In summary, NGS did not identify any additional patients who met the trial primary outcome of intermediate or high level resistance. Furthermore, the phenotypic impact of low-level variants may be over-estimated by the Stanford algorithm, which was developed in the context of majority variants.

Discussion

This report adds to the body of evidence that ritonavir-boosted PI monotherapy rarely leads to the emergence of protease resistance mutations when used as a switch strategy with prompt detection of VL rebound and early re-introduction of effective combination therapy. The risk may be higher in a routine clinical study setting, where monitoring may be less intensive. However, studies of second-line PI monotherapy in settings without VL monitoring have found that protease resistances emerges slowly [[5], [6]] Another sensitive genotyping method, single genome sequencing (SGS), was used in two other trials of maintenance PI monotherapy. In the MONOI study, 9 patients who received darunavir PI monotherapy were tested; additional protease resistance mutations (at positions 32, 47, 50) were found on 1/50 viral clones from one patient [7]. In the OK04 study, SGS was performed on 11 patients who received lopinavir monotherapy; additional mutations were detected on 3/45 viral clones at positions 46 and 82 in two patients [8].

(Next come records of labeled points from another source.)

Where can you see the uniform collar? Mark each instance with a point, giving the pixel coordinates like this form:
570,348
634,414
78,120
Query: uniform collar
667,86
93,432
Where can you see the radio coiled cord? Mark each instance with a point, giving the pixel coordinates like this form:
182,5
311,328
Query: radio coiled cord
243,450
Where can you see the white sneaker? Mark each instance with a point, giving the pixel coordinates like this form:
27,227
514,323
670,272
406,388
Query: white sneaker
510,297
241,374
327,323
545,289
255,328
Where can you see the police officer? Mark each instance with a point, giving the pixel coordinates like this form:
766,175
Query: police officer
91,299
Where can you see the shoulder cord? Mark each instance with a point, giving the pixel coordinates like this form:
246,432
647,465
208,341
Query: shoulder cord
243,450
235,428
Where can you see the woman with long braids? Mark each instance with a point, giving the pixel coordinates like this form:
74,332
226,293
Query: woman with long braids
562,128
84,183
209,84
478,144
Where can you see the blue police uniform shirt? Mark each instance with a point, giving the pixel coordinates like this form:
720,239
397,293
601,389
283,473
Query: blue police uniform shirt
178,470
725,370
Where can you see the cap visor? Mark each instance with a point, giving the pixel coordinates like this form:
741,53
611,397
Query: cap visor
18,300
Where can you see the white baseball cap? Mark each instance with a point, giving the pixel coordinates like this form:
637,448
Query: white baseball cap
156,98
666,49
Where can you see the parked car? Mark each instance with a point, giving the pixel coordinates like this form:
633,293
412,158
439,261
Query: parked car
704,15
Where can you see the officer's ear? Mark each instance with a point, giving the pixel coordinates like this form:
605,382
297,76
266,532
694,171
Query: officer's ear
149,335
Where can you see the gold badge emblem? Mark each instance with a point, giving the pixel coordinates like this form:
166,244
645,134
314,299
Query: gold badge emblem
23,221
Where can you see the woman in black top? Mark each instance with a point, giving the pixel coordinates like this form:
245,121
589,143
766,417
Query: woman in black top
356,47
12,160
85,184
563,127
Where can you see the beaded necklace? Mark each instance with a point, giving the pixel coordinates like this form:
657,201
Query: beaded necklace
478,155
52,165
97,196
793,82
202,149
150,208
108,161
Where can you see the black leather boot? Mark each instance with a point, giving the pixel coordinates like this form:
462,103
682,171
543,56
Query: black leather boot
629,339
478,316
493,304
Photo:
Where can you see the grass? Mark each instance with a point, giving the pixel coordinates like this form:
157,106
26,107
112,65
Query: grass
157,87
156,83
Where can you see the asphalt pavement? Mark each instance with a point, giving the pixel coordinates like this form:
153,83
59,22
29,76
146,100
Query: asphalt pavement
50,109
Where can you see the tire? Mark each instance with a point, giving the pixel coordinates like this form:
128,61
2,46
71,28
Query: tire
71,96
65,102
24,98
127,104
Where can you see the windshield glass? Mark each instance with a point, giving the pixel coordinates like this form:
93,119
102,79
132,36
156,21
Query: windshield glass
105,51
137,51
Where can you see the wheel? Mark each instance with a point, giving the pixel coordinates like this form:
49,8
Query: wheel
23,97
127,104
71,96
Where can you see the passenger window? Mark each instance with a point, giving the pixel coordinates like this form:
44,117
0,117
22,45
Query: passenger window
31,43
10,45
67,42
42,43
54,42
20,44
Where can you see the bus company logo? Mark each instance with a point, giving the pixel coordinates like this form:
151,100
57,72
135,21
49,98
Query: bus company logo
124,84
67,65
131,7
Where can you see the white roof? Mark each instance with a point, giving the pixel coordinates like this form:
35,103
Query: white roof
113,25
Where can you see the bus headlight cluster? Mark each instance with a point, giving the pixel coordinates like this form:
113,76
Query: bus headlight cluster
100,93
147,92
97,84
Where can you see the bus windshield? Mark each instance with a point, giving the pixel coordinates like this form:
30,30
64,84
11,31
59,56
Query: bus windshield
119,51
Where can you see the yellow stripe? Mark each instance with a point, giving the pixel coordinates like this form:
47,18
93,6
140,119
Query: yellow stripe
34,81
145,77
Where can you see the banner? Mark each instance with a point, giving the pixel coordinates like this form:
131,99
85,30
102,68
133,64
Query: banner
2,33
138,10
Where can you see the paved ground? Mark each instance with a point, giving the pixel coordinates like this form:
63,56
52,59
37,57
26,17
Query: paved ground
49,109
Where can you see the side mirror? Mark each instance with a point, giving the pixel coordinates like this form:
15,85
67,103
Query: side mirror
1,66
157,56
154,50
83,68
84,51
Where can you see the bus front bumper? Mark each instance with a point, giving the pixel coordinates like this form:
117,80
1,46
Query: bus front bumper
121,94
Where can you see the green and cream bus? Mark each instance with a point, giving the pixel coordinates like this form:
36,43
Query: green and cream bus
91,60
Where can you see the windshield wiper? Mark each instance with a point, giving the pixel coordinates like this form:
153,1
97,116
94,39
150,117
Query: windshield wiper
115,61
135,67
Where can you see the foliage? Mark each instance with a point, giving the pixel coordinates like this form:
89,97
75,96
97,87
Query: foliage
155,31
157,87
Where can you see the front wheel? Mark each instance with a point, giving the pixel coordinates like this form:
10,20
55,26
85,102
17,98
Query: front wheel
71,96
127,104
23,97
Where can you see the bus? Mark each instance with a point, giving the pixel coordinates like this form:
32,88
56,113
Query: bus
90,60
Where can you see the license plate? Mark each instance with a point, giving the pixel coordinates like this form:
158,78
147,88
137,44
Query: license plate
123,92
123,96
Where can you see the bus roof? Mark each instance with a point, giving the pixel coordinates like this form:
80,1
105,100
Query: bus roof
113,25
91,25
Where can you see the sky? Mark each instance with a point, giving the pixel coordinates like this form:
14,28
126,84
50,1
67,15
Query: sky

In spite of the substantial evidence of safety, PI monotherapy has failed to achieve wide clinical acceptance as a maintenance strategy in patients with established viral suppression, possibly due to a higher overall risk of virological rebound compared with combination therapy. However, recent analyses have shown that patients at lower risk of virological rebound can be readily identified [9] and that intensification of therapy achieves rapid re-suppression without development of resistance [[1], [5]]. It is also important to note that PI monotherapy precludes the development of resistance to NRTIs and NNRTIs. As drugs from these classes generally have a lower barrier to resistance, the overall burden of resistance in the long run may be less for PI monotherapy than for combination therapy. Finally, recent simplification trials have shown that dual therapy regimens consisting of a PI plus lamivudine are as effective as ongoing triple therapy in terms of short-term viral suppression [[10], [11]]. Our finding of minimal protease resistance with PI monotherapy should also generalise to these more potent regimens.

Funding

This work was supported by the National Institute for Health Research Health Technology Assessment programme (project number 06/403/90) and the Medical Research Council (grant MC_UU_12023/23). The views and opinions expressed herein are those of the authors and do not necessarily reflect those of the HTA programme, NIHR, NHS or the Department of Health.

Competing interests

NP, WS, DTD, and AA-P report grants from the National Institute of Health Research Health Technology Assessment programme during the conduct of this study. NP reports grants, personal fees, and non-financial support from AbbVie and Janssen; personal fees and non-financial support from Merck and Roche; grants and non-financial support from GlaxoSmithKline; and non-financial support from Gilead Sciences, all outside the submitted work. AA-P reports grants from Janssen and ViiV Healthcare outside the submitted work.

Ethical approval

The trial protocol was approved by the Cambridgeshire 4 Research Ethics Committee and Medicines and Healthcare Products Regulatory Agency.